Abstract

The Linguistic Atlas of the Gulf States (LAGS; http://www.lap.uga.edu/Site/LAGS.html) contains sociolinguistic interview data from 914 speakers collected from 1968 to 1983. Impressionistic transcriptions of single words and phrases contributed to the dialectal description and mapping of the southern United States, but without systematic acoustic analysis. We gather recordings of target lexical items from ten LAGS speakers in Georgia’s coastal region, focusing on data collected near St. Marys in four counties (Camden, Glynn, Charlton, and Ware).

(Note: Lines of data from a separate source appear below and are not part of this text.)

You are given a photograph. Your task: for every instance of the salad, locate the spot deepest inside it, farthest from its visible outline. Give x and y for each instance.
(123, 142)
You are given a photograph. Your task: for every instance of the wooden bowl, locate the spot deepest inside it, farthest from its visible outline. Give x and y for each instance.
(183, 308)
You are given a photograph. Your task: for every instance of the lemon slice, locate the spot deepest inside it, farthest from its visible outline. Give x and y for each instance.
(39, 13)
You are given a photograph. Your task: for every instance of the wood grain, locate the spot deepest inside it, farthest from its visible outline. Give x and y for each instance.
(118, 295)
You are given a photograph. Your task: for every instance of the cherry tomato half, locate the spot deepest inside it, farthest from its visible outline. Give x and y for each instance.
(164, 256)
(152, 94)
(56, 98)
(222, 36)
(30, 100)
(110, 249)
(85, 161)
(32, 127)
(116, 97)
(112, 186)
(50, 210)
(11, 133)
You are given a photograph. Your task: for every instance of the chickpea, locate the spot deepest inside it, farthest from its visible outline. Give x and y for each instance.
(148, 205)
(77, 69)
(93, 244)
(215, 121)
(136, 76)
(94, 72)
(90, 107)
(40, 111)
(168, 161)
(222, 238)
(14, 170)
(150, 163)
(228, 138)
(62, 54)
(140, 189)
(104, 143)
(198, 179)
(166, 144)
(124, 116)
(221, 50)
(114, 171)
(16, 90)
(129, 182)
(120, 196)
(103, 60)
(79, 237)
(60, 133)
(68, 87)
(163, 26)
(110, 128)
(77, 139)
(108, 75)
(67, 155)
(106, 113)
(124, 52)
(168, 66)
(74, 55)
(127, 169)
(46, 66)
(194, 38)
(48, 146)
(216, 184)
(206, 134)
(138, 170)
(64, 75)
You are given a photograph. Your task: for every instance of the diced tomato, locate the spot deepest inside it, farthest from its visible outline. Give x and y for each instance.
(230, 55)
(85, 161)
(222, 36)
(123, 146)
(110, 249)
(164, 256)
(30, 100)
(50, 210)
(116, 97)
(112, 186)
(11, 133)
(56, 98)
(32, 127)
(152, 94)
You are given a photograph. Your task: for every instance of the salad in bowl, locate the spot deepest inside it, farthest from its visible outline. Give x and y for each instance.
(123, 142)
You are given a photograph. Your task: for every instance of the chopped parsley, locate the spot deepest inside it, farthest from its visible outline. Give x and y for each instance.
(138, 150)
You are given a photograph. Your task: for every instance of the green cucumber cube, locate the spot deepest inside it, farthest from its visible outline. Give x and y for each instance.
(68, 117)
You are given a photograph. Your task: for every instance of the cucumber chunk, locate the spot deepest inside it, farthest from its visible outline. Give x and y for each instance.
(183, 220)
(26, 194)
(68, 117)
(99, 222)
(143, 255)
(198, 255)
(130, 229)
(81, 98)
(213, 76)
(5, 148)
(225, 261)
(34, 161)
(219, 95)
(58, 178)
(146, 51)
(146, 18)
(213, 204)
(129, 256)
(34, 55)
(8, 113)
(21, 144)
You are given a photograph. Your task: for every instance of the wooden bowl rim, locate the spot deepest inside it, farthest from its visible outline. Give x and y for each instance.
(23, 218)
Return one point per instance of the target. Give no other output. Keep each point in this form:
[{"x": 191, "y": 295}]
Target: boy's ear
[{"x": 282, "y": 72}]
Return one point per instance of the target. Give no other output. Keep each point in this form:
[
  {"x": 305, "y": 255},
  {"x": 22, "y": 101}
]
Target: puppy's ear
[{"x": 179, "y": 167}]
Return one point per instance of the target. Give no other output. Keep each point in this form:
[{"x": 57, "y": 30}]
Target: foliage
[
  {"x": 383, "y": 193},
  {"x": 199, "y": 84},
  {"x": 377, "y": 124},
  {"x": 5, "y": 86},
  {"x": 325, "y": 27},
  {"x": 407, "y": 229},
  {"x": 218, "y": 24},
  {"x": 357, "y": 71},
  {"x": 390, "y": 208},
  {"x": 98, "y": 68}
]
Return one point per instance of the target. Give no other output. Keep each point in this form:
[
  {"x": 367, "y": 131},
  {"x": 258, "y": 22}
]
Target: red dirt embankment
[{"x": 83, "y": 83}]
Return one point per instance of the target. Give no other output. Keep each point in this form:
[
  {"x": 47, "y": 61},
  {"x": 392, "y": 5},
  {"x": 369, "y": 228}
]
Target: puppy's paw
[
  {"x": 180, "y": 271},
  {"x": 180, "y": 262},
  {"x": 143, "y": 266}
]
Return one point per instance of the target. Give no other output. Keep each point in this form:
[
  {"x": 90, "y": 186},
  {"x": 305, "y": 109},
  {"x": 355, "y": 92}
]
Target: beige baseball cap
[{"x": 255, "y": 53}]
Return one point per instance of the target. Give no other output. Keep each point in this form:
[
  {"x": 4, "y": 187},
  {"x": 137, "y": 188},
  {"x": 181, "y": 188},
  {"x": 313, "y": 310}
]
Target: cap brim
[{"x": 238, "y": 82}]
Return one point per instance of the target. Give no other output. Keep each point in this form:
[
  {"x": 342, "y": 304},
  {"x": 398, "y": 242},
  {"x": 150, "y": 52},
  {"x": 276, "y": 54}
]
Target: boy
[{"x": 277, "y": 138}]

When interviewed in 1972, speakers ranged from 23 to 80 years (mean 63.7; 5M, 5F); the data thus represent dialect features of the early-mid-20th Century, including the Gullah-speaking community of St. Simons Island. The analysis focuses on features known to characterize the dialect of this region: the monophthongal vowel space, the degree of vowel diphthongization, vowel mergers before /l/ and nasals, and rhoticity of the speaker’s dialect. Acoustic measurements are automatically extracted for comparison across speakers. The recordings (1 to 9 hours/speaker) were digitized as .wav within the Linguistic Atlas Project (LAP; Kretzschmar 2011). Recordings collected for the LAP are an under-attended resource that will serve as a valuable comparison to contemporary studies of regional variation in the southern United States.